リスト考 (1)(2)(3)(4)(5)(6)(7)(8)
     (9)(10)(11)
     番外(ショパン1)・番外(ショパン2)


さて、リストと同世代の、彼と接点のあった優れた音楽家たちを、素人なりに瞥見してきました。ただし、ドイツ圏のただ中にいたメンデルスゾーンとシューマンについては見ておりません。

シューマンは「作品に文学的標題をつける」・「楽語にドイツ語を使うことを促進する」ことで、幻想曲や交響詩の作家、ハンガリー人意識を表明し続けたリストと同時代色は強く持っていましたし、シューベルトを重視した点でも一見親近性はあるのですが、リストとは何か違うほうを見ていたように感じております。リストがハンガリー語を話せなかったのは有名な事実ですから、シューマンのようにナショナリズム的な発想はありません。

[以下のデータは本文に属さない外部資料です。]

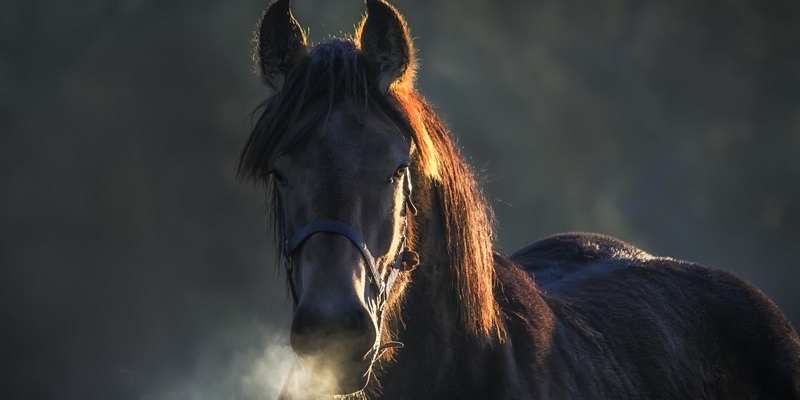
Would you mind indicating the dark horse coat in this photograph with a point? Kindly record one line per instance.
(387, 239)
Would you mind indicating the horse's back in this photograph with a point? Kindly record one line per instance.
(660, 310)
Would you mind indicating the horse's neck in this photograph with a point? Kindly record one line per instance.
(439, 352)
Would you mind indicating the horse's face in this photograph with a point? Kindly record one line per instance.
(352, 169)
(342, 189)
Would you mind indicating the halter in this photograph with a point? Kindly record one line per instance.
(342, 229)
(381, 287)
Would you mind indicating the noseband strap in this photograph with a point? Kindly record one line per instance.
(343, 229)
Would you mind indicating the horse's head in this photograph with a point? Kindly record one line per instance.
(335, 153)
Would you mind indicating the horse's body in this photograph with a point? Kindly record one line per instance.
(398, 293)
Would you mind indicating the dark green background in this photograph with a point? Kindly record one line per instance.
(134, 266)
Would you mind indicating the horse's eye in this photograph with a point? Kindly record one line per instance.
(398, 173)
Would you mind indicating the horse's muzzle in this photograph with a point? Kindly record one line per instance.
(334, 349)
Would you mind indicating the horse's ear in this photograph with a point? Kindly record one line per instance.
(280, 44)
(385, 42)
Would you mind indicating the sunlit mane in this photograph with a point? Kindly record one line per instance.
(334, 73)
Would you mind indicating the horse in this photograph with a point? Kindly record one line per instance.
(397, 291)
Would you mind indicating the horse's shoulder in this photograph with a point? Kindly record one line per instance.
(557, 256)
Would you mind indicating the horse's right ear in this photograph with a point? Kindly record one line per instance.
(280, 44)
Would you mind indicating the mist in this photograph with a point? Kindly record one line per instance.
(134, 266)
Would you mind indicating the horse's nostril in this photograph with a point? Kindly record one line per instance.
(349, 333)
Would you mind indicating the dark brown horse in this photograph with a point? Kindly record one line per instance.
(398, 294)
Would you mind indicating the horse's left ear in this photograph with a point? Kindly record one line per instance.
(385, 42)
(281, 43)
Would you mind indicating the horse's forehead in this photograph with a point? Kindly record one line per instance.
(358, 137)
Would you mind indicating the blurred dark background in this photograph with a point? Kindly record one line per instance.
(134, 266)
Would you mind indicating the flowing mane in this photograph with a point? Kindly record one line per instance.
(335, 73)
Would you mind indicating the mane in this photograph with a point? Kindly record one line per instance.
(335, 72)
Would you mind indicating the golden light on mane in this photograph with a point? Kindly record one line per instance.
(468, 217)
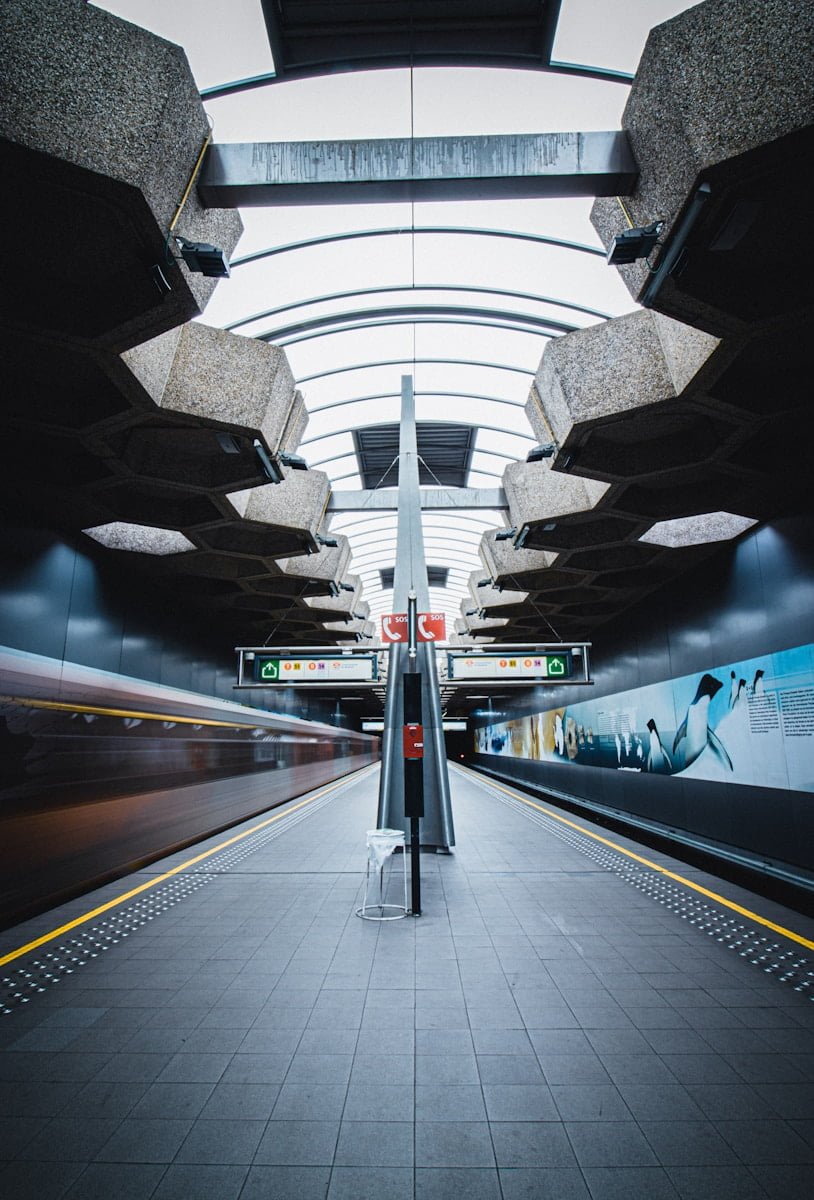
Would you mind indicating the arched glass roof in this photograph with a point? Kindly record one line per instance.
(462, 295)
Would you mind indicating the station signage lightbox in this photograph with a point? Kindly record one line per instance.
(327, 669)
(476, 667)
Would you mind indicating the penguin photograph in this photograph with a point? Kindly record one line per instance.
(658, 760)
(694, 735)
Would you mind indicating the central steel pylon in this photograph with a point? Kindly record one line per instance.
(436, 827)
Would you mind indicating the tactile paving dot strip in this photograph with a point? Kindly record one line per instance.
(22, 984)
(773, 958)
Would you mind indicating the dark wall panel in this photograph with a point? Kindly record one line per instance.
(78, 606)
(754, 598)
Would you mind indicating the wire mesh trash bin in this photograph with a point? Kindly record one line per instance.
(381, 846)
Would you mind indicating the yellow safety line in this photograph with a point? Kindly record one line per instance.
(160, 879)
(60, 706)
(653, 867)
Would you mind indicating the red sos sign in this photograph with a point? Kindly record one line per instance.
(431, 627)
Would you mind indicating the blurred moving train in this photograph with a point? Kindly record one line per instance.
(101, 774)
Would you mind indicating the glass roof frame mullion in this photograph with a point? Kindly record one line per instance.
(417, 287)
(400, 231)
(395, 395)
(509, 328)
(395, 363)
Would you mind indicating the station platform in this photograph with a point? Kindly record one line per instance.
(572, 1017)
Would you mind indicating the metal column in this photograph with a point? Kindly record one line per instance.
(436, 825)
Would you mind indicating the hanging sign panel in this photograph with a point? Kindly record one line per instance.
(327, 669)
(431, 627)
(554, 667)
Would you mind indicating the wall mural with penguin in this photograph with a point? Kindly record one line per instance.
(742, 723)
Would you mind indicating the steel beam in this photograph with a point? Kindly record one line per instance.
(387, 499)
(411, 579)
(503, 166)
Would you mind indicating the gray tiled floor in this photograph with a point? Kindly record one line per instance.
(545, 1030)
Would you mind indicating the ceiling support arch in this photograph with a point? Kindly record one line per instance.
(400, 231)
(420, 287)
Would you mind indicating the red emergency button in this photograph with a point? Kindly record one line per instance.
(413, 741)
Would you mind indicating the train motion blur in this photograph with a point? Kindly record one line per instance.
(101, 774)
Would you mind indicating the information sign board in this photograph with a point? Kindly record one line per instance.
(325, 669)
(512, 666)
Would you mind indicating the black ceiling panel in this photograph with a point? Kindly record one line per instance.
(311, 37)
(444, 454)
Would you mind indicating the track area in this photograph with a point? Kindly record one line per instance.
(551, 1026)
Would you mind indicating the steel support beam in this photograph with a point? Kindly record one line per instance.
(387, 499)
(411, 576)
(395, 169)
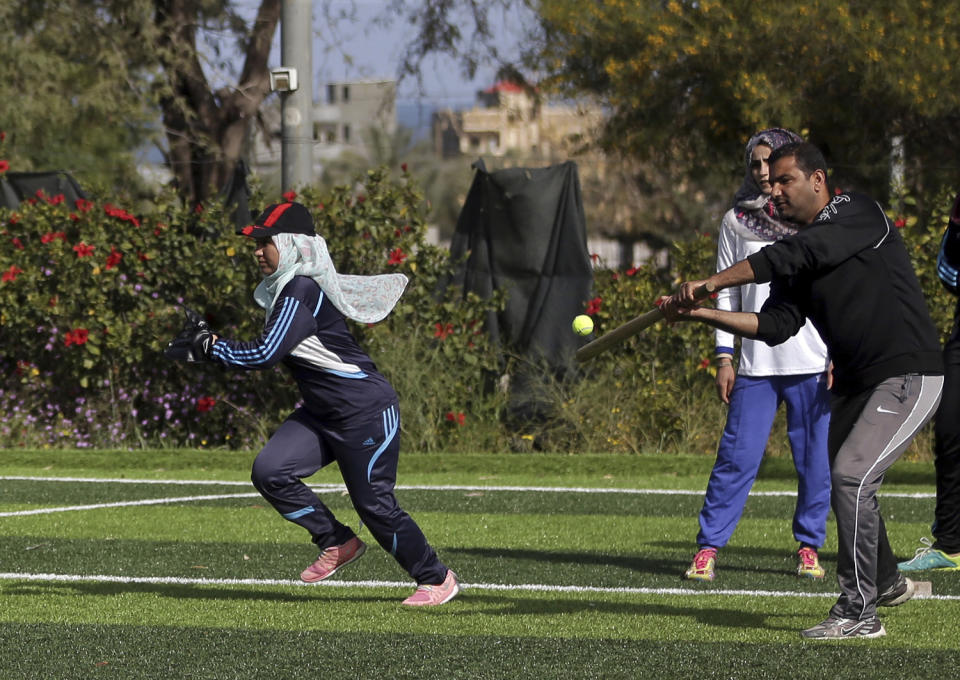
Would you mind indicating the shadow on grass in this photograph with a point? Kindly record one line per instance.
(751, 562)
(182, 592)
(554, 604)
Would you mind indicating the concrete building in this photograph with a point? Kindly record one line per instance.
(341, 123)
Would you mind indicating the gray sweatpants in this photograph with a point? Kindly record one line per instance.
(868, 433)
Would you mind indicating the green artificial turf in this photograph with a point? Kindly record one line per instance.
(558, 583)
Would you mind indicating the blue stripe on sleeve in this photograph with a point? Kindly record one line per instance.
(391, 425)
(266, 350)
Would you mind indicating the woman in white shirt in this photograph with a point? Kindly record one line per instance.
(795, 372)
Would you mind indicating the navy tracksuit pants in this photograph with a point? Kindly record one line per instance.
(753, 406)
(367, 452)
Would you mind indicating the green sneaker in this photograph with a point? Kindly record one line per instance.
(928, 557)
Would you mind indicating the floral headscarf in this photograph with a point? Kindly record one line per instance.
(754, 210)
(366, 299)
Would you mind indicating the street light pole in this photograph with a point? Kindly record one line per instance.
(296, 54)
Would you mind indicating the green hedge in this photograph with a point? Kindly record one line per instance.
(90, 294)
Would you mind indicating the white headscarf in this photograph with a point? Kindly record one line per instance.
(366, 299)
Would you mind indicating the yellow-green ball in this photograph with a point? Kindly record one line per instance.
(583, 325)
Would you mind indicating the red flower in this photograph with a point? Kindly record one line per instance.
(113, 259)
(12, 273)
(77, 336)
(83, 250)
(205, 404)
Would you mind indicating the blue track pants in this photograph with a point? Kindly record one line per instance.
(367, 452)
(753, 405)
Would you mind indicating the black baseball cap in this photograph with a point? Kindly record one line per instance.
(281, 218)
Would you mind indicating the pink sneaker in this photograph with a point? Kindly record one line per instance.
(332, 558)
(430, 596)
(808, 565)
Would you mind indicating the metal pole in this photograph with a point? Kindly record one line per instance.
(296, 43)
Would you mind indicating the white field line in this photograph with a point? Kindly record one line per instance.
(437, 487)
(527, 587)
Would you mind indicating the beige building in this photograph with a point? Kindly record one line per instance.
(509, 118)
(341, 123)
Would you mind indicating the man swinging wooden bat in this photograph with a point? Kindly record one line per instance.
(848, 271)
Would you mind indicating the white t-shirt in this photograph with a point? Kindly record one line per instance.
(801, 354)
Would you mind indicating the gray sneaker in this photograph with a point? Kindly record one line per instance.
(901, 591)
(836, 628)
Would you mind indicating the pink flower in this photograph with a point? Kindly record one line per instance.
(11, 274)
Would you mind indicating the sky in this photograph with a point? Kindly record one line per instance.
(352, 43)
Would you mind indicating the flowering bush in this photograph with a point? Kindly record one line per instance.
(91, 293)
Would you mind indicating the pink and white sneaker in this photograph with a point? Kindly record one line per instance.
(332, 558)
(432, 595)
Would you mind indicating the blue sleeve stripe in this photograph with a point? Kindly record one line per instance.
(271, 343)
(344, 374)
(391, 425)
(299, 513)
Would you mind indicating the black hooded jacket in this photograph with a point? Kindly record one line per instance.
(850, 274)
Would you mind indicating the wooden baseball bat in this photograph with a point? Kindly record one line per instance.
(631, 328)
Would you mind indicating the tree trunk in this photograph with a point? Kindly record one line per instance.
(205, 130)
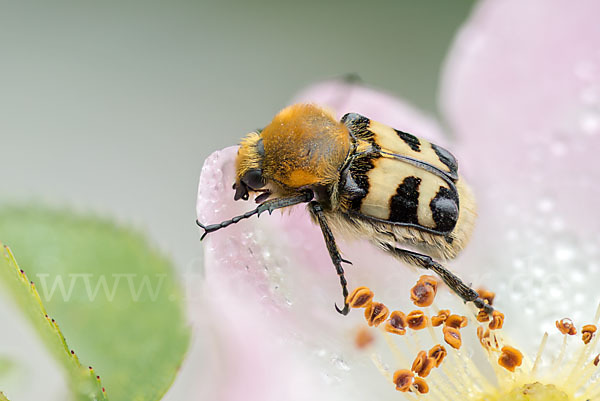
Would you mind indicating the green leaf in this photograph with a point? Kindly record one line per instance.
(85, 386)
(115, 296)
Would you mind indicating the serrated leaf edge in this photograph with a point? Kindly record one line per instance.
(10, 258)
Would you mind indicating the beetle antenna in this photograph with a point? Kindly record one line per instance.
(267, 206)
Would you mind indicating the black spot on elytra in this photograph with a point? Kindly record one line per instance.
(410, 140)
(359, 170)
(355, 122)
(403, 205)
(444, 208)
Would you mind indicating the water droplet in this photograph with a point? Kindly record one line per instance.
(558, 148)
(545, 205)
(339, 363)
(564, 253)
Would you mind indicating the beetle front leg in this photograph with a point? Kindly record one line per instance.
(334, 253)
(452, 280)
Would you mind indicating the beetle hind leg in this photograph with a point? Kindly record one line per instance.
(452, 280)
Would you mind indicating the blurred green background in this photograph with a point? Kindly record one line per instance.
(112, 106)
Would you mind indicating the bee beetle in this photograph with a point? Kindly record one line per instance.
(364, 179)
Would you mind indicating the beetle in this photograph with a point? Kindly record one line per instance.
(364, 179)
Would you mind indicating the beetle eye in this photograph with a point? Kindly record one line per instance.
(254, 179)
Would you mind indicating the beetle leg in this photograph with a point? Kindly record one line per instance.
(452, 280)
(334, 253)
(269, 205)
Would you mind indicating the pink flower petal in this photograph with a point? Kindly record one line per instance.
(347, 97)
(522, 90)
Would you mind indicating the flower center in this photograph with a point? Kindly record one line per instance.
(532, 392)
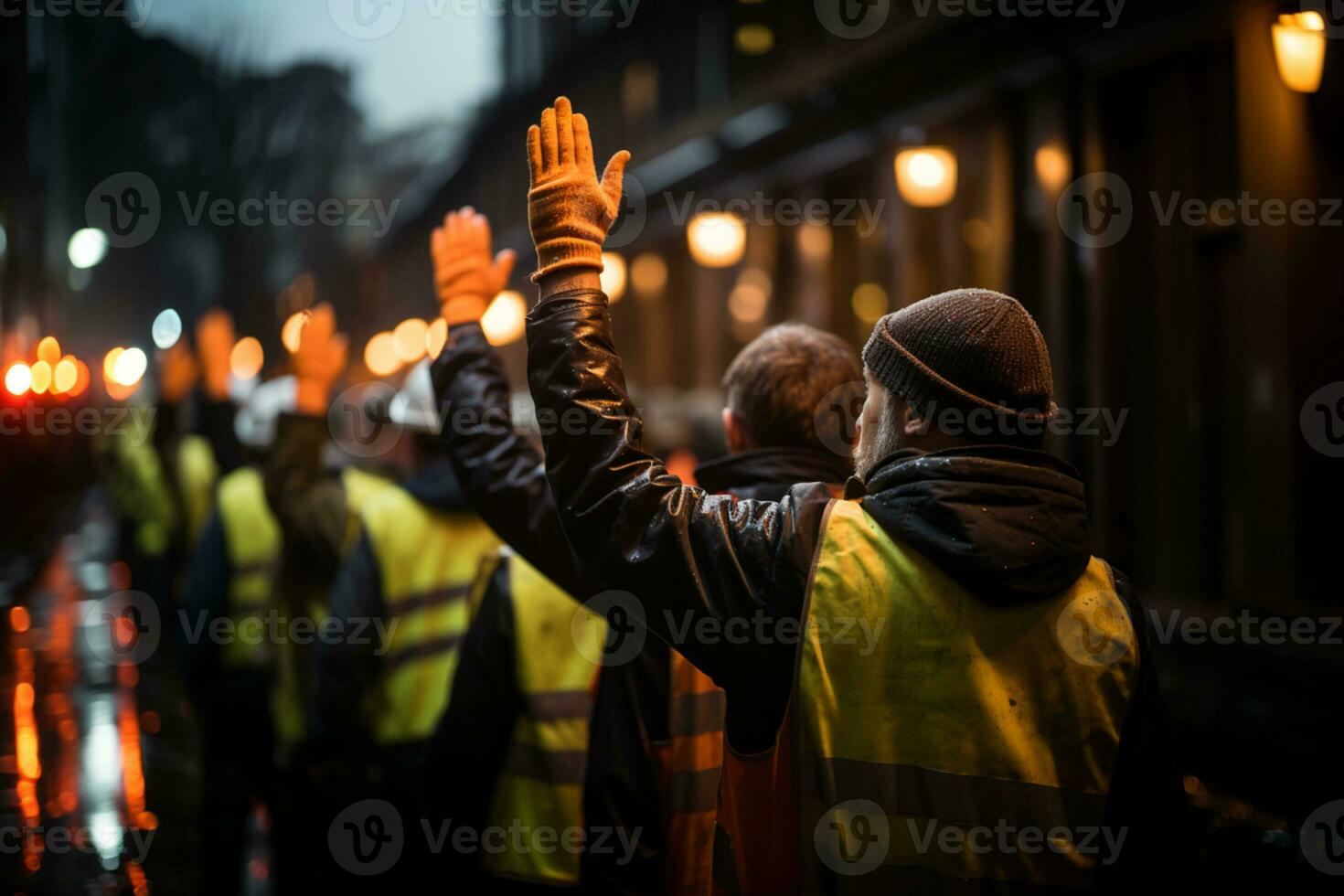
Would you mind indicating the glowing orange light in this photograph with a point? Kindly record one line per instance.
(409, 340)
(246, 359)
(1300, 50)
(436, 337)
(131, 367)
(293, 328)
(48, 351)
(717, 240)
(65, 375)
(109, 364)
(132, 770)
(380, 355)
(26, 733)
(1052, 166)
(40, 378)
(926, 176)
(17, 379)
(506, 320)
(613, 277)
(82, 378)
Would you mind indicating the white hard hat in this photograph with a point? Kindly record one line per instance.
(414, 406)
(256, 421)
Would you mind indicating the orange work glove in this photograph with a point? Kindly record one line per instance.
(319, 360)
(568, 208)
(464, 274)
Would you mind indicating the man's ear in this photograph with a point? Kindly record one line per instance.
(732, 432)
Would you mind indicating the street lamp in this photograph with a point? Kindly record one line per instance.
(926, 176)
(86, 248)
(1300, 50)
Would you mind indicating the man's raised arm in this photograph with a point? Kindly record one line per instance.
(687, 555)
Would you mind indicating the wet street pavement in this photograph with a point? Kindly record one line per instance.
(99, 764)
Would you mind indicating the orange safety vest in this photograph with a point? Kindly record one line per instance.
(694, 762)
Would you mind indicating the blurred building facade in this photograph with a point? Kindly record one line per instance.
(1207, 338)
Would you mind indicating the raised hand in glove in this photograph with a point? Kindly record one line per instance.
(465, 275)
(319, 360)
(569, 209)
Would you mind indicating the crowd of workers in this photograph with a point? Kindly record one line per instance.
(806, 672)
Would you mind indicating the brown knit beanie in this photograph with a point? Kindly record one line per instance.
(966, 348)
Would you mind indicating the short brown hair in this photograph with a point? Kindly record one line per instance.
(778, 380)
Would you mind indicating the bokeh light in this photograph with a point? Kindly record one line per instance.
(717, 240)
(926, 176)
(246, 359)
(648, 274)
(613, 275)
(436, 337)
(17, 378)
(40, 378)
(86, 248)
(131, 366)
(293, 329)
(380, 355)
(409, 340)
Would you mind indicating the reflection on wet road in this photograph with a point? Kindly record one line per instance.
(80, 816)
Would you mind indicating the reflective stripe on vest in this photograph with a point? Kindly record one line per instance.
(695, 761)
(197, 475)
(428, 561)
(251, 540)
(542, 782)
(293, 684)
(955, 718)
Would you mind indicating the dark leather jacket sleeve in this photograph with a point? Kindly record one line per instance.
(500, 470)
(691, 558)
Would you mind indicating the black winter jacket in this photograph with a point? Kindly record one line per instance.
(1009, 524)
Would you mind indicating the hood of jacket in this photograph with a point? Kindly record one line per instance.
(1008, 524)
(434, 485)
(766, 475)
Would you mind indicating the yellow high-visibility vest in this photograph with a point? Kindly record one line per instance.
(428, 561)
(251, 540)
(289, 709)
(542, 782)
(957, 715)
(197, 472)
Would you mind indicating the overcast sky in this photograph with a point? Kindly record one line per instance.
(411, 59)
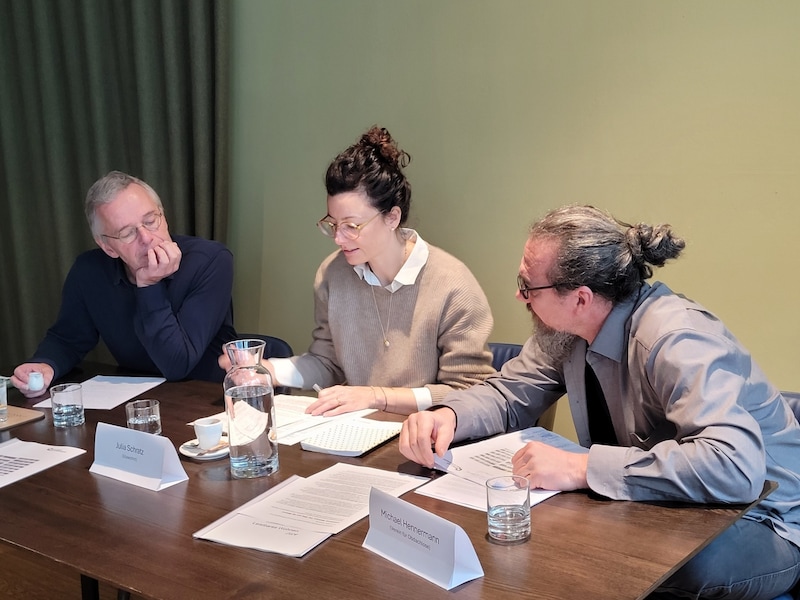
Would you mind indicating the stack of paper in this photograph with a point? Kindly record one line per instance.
(297, 515)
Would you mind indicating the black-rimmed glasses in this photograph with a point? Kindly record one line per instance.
(524, 289)
(126, 235)
(349, 230)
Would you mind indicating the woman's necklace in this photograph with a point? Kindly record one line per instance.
(391, 296)
(388, 316)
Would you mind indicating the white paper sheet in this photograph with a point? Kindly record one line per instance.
(295, 425)
(473, 464)
(243, 531)
(331, 500)
(105, 392)
(298, 514)
(19, 460)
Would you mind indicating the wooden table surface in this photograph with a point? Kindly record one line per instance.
(141, 541)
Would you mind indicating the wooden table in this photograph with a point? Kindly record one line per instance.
(141, 541)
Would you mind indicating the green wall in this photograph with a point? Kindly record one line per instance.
(685, 112)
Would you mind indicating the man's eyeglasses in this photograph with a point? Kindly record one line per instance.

先輩のメンデルスゾーンは、音響面でリストに与えただろう影響がたいへんに大きかった可能性がありますが、風土としてリストと共有したものがなんだったか、は、極めて把握困難です。ただ、リストはどちらかというとベルリオーズの音響の直系の子孫である管弦楽作品群を作って行くことになったのですが、交響詩の一部においてはメンデルスゾーンのオーケストレーションから得たとしか思えないような透明度を示す部分が顔をのぞかせています(代表例は「レ・プレリュード」でしょうか?)・・・とはいえ、メンデルスゾーンはそれまでの二管編成を軸とした管弦楽という枠組みの中で二管編成が秘め持っているロマンチックさを引き出す、ある種総決算的な仕事をしていたのに比べれば、リストのそれはメンデルスゾーンのような高純度の仕事をしたのではなかった、と言ってしまってもいいでしょう。リストとメンデルスゾーンの精神的な連続体は、それぞれのオラトリオ作品を比べてみたとき、そちらでも浮き出てくるものがあるのではないかと思っております。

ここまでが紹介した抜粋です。